Let $\{x_1,x_2,\dots,x_n\}$ be a data sample and $F$ be a non-parametric class of densities. In non-parametric MLE, one wants to solve

$\max_{f \in F}\ell(f):=\frac{1}{n}\sum_{i=1}^n \log f(x_i)$

Now, in general, for two topological spaces $Z$ and $Y$ and a mapping $g:X \rightarrow Y$, the point $a\in Y$ is a limit of $g$ at $x_0$, if for any neighbourhood $V$ of $a$ there exists a neighbourhood $U$ of $x_0$ such that for any $x \in U-\{x_0\}$, $g(x) \in V$.

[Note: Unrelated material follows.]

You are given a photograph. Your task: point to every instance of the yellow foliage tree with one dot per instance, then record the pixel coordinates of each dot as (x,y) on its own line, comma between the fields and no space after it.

I am trying to translate this to the MLE problem. It seems like my $g$ here should be $\ell: F \rightarrow \mathbb{R}$ because this is the function I am maximising. However, what confuses me is that in MLE problems, we are less interested in the exact value of $\ell(f)$ but really the argmax $\hat{f}$. So the convergence I am interested in is how to ensure that if there is a sequence of functions $(f_k)$ such that $\ell(f_k)\rightarrow \ell(\hat{f})$, we get that $f_k \rightarrow \hat{f}$. So it seems like what I need is some kind of inverse $\ell^{-1}$ but this is not well-defined (even if I think of $\ell$ as $\ell: F \rightarrow \mathbb{R}^n$, $\ell^{-1}$ still needs to take finitely many values and somehow translate that into a function).

I feel like I am facing a chicken-and-egg problem. What am I missing?